In order to assess the efficacy of self-adversarial disentanglement using Fourier frequency manipulation, we conducted an ablation experiment with and without using Fourier frequency manipulation in the intra-domain adaptation process. As seen in Table 2, utilizing Fourier frequency manipulation for the intensity-shifted source domain results in better performance within overall evaluation metrics. This reveals that manipulating frequencies of the source domain using the Fourier transform operation can make the model robust to the intensity differences.

Our proposed combination with the attention consistency loss empowers the domain invariant semantic representations, thus enhancing diagnosis performance on unseen target domains. Besides the attention consistency loss, our attention module helps highlight discriminative regions across different domains, while others can only focus on a single domain. To verify these attention mechanisms, we conducted an ablation experiment with and without computing attention consistency loss in the inter-domain adaptation process. From Table 3, we can derive that attention consistency loss is useful in boosting learning performance.
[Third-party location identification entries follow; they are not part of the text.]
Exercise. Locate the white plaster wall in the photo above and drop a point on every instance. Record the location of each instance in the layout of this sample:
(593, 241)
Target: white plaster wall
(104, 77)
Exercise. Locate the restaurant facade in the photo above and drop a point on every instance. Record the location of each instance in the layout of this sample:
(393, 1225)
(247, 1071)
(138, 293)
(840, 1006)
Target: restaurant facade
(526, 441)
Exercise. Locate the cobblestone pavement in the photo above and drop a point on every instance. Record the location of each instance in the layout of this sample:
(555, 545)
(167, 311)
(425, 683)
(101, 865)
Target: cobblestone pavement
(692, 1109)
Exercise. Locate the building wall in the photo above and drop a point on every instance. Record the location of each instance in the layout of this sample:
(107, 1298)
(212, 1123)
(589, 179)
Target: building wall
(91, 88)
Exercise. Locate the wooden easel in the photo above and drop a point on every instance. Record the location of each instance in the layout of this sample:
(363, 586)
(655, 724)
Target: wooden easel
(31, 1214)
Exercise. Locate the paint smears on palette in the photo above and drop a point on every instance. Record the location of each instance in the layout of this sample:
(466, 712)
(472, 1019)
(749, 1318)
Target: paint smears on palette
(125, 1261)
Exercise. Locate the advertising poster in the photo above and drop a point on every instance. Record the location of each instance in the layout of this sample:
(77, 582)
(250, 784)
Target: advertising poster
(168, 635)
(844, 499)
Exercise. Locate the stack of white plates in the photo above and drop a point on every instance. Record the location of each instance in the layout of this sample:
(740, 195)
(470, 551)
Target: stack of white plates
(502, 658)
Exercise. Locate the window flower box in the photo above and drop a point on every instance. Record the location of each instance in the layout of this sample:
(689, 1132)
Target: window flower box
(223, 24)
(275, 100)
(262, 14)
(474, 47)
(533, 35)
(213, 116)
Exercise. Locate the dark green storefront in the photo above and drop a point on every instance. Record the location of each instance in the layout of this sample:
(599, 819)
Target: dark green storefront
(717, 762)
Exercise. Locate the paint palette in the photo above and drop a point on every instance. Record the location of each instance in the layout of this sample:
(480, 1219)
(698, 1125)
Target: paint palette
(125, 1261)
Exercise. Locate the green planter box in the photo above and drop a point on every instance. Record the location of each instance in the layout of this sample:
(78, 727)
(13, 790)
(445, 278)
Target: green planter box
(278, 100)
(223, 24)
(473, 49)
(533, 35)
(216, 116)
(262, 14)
We also compared with the previous low-frequency replacing method (i.e., Fda [22]) and the vanilla mixup method [25] to demonstrate the effectiveness of the proposed frequency mixup strategy, as shown in Table 4. Using the Fda method, which replaces low-frequency, occurs overfitting in the high-frequency region due to loss of low-frequency information [18] and showed poor results in the overall evaluation metrics. The results of adopting the vanilla mixup technique are slightly better than those using Fda but worse than our proposed method. Through this ablation study, we demonstrated the effectiveness of our mixup technique at the frequency semantic-level rather than other mixing strategies.

5 Conclusion

In this paper, we proposed a frequency mixup manipulation-based unsupervised domain adaptation model to alleviate domain shifts in brain disease identification. The proposed model comprises two main steps: intra-domain adaptation and inter-domain adaptation. In the intra-domain adaptation step, a pretraining process is conducted to enhance the intensity-invariant feature extraction capability of the model. This is achieved by using self-adversarial disentangling with frequency manipulation-based intensity-shifted domains. In the inter-domain adaptation step, a domain transfer process is performed, where the reconstructed image through frequency mixup is used to train a model that is robust to domain adaptation. Our experimental results demonstrate that the proposed method outperforms state-of-the-art UDA methods in terms of accuracy and effectiveness.